This is what I actually expected:

Image

Here is the part of the *xml file for this navigation:

<content:encoded><![CDATA[<!-- wp:home-link /-->

<!-- wp:navigation-link {"label":"About Us","type":"page","id":28,"url":"http://localhost:8881/?page_id=28","kind":"post-type"} /-->

<!-- wp:navigation-link {"label":"News","type":"page","id":26,"url":"http://localhost:8881/?page_id=26","kind":"post-type"} /-->

<!-- wp:navigation-submenu {"label":"Templates","type":"page","id":63,"url":"http://localhost:8881/?page_id=63","kind":"post-type"} -->
<!-- wp:navigation-link {"label":"Single Page Layout","type":"page","id":65,"url":"http://localhost:8881/?page_id=65","kind":"post-type"} /-->

<!-- wp:navigation-link {"label":"Page no title","type":"page","id":192,"url":"http://localhost:8881/notfound","kind":"post-type"} /-->

<!-- wp:navigation-link {"label":"404 Page - not found","url":"/apage","kind":"custom"} /-->
<!-- /wp:navigation-submenu -->

<!-- wp:navigation-submenu {"label":"Patterns","type":"page","id":32,"url":"http://localhost:8881/?page_id=32","kind":"post-type"} -->
<!-- wp:navigation-link {"label":"Blocks","type":"page","id":52,"url":"http://localhost:8881/?page_id=52","kind":"post-type"} /-->

<!-- wp:navigation-link {"label":"Page Patterns","type":"page","id":183,"url":"http://localhost:8881/?page_id=183","kind":"post-type"} /-->
<!-- /wp:navigation-submenu -->]]></content:encoded>

bph avatar Oct 02 '25 10:10 bph

Just so you know the Nav block will soon have dynamically resolved URLs for links that go to internal entities (Pages, Posts...etc). This could make this whole thing a lot easier.

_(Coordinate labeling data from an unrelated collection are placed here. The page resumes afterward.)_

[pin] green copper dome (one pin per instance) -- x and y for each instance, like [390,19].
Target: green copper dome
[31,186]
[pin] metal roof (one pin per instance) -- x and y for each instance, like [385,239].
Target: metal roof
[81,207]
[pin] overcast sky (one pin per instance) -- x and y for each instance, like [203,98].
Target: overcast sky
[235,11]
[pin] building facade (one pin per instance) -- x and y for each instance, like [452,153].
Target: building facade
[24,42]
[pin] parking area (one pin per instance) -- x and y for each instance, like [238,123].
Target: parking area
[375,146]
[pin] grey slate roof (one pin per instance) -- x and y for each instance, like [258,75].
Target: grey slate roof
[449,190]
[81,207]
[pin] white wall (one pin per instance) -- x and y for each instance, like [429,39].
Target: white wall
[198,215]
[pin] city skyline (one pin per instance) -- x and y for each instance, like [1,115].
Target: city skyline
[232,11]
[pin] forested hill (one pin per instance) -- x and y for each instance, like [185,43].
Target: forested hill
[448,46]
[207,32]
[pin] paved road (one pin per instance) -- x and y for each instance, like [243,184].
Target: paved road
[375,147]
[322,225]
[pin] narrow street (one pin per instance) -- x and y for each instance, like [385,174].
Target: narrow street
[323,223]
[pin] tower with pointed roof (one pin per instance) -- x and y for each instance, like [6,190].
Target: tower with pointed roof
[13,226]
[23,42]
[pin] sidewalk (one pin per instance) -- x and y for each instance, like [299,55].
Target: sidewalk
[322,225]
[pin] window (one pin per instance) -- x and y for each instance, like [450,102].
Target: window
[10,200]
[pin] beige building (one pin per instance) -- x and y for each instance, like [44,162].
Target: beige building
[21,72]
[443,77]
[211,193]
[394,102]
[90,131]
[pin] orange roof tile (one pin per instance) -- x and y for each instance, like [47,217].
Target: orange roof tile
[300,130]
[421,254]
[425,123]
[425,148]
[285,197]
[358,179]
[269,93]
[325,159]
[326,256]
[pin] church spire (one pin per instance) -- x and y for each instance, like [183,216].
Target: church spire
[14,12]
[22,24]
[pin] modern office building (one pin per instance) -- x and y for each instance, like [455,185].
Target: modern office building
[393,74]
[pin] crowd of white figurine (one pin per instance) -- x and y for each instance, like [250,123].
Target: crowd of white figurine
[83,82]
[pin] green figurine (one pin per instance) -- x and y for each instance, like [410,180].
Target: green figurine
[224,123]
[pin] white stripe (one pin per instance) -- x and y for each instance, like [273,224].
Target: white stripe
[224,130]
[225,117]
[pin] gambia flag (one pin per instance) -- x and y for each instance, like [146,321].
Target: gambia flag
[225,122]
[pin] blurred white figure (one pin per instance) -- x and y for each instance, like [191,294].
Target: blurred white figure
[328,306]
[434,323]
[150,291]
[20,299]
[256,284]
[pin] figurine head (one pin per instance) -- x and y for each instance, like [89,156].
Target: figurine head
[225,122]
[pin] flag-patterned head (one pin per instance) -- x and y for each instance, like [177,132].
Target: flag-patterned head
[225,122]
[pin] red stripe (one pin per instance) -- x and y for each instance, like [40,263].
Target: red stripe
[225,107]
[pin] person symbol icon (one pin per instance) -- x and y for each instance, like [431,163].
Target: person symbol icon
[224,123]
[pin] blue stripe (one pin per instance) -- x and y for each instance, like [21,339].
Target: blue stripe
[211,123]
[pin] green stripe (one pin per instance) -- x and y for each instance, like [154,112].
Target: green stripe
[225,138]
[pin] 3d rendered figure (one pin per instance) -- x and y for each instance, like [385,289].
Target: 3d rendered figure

getdave avatar Oct 10 '25 08:10 getdave

Thank you for reporting @bph! It was a subtle issue in block markup rewriter: https://github.com/WordPress/php-toolkit/pull/191 I'm backporting it to the importer plugin now

adamziel avatar Oct 10 '25 16:10 adamziel

Super cool @adamziel Thank you so much for digging in and fixing things!

bph avatar Oct 10 '25 17:10 bph

WordPress importer 0.9.4 is now released and your file is imported correctly!

https://playground.wordpress.net/?import-wxr=https%3A%2F%2Fraw.githubusercontent.com%2Fwptrainingteam%2Ftt5-demo-blueprint%2F911e2b2cfc2f3d63bd7c219c5159d4d758647cf6%2Fplayground-content.xml

adamziel avatar Oct 10 '25 22:10 adamziel